Try it: Be quiet and truly listen to what the candidate is telling you about themselves.
What Questions Do You Have?
Heads up, great candidates are interviewing you too. I am a straight up sucker for well-prepared candidates that do their research. Cheesy and cliche questions that came from a candidate’s quick Google search can kill it. This is the interviewer’s opportunity to open their mind and learn something or reflect on an issue differently. For example, I’m working with a client that has an ERP implementation not going well (bad data integrity and lousy user acceptance). A candidate that asks, “Have you ever tried this bolt-on product X to scrub, test and synthesize your data?” This just might make a light bulb go off for the hiring manager. A true subject matter expert is probably smarter than you are, and as Apple’s founder Steve Jobs said, “we hire smart people so they can tell us what to do.”
Try it: Have high standards about how a candidate answers this question.
Fit, Visualization and Values
One overlooked outcome from Covid-19 is that so much is done remotely now with some companies doing their entire interview process remotely. Virtual work is a blessing and a curse. I have deeply missed all the coffees and lunches I used to have with candidates and employers. (Face-to-face is one of the things we did and can’t wait to do again, and that sets The Headhunters apart). There is zero substitute for playing golf or going fishing with somebody for a couple hours. Spending time with key hires is so helpful for employers to determine fit and values.
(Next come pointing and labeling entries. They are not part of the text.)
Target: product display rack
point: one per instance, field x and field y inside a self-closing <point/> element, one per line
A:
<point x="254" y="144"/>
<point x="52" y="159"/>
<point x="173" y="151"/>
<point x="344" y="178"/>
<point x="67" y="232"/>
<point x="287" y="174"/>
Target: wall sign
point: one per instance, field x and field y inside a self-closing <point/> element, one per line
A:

I also believe if the job is not remote or expected to be remote then candidates need to see the workplace to visualize working there.
Try it: If the job won’t be remote, safely find a way to bring the candidate on-site before you decide to hire them.
Great hiring isn’t complicated, but it is intentional. Like washing and patching walls, and taping off trim, the prep work is really what makes a superior outcome when painting a room. In hiring, the prep, through an intentional hiring process like we describe above, is really what makes a superior outcome in finding the right person to join your team.